23. Im Rahmen der § 56 Abs. 3 Satz 2 und § 60 der Geflügelpest-Verordnung kann der Amtstierärztliche Dienst
der Hansestadt Lübeck Ausnahmen von den in 18 und 21 getroffenen Beschränkungen genehmigen.
C) Im Sperrbezirk und im Beobachtungsgebiet
führe ich als zuständige Behörde in den im Sperrbezirk und im Beobachtungsgebiet gelegenen Beständen, in denen Vögel zu Erwerbszwecken gehalten werden, Untersuchungen über den Verbleib von gehaltenen Vögeln, Fleisch von Geflügel und tierischen Nebenprodukten sowie Bestandskontrollen (Klinische Untersuchung des Geflügels, Prüfung des Bestandsregisters) durch; diese Untersuchungen sind von den jeweiligen Tierhaltern/innen zu dulden; auf die Mitwirkungspflicht des § 24 Tiergesundheitsgesetz wird ausdrücklich verwiesen.

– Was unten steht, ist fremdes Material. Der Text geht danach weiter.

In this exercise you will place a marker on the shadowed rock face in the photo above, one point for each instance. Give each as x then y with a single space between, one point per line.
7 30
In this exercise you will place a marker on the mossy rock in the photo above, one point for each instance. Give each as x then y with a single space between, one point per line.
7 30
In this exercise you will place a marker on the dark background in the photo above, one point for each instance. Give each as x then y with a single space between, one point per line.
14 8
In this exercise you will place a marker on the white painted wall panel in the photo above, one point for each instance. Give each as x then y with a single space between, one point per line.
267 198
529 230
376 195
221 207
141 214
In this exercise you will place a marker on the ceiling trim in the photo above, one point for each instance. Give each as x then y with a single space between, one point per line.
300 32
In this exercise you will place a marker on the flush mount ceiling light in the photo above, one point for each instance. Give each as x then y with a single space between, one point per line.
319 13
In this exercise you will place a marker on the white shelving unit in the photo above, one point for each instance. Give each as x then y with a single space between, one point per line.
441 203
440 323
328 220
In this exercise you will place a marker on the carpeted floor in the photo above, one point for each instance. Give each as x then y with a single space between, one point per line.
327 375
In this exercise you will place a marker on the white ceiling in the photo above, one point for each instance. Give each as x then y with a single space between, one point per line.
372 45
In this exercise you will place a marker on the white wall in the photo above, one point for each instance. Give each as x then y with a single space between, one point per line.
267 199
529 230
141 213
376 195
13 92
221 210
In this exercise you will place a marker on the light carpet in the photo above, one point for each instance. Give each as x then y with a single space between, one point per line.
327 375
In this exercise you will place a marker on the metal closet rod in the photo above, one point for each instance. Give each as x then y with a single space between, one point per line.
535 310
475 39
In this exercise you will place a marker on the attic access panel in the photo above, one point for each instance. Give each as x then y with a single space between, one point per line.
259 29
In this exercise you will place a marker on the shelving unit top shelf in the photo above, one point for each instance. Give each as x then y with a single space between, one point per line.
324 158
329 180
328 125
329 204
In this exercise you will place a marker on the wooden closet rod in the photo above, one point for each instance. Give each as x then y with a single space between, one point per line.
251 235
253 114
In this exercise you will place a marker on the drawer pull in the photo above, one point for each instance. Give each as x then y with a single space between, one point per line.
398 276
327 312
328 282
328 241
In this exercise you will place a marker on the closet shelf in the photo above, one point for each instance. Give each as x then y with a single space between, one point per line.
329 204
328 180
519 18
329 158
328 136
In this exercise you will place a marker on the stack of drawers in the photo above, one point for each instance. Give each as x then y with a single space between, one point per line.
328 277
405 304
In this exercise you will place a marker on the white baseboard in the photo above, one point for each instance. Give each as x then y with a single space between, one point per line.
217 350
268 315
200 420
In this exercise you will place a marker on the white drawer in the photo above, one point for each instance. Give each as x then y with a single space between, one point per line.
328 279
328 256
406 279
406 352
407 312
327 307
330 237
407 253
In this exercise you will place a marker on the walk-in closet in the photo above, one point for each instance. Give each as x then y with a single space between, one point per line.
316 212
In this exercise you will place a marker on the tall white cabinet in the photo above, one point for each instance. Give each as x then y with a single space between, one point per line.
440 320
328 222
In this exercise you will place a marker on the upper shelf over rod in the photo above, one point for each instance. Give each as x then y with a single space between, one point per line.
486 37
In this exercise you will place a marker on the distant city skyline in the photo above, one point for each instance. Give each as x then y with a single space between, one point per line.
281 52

D) Anordnung der sofortigen Vollziehung:
Für die vorstehenden Gebietsfestlegungen und Anordnungen unter Abschnitt A) und unter dem Abschnitt B) wird hiermit die sofortige Vollziehung gemäß § 80 Abs. 2 Nr. 4 Verwaltungsgerichtsordnung (VwGO) angeordnet, so dass ein gegen diese Allgemeinverfügung erhobenen Widerspruch keine aufschiebende Wirkung entfaltet.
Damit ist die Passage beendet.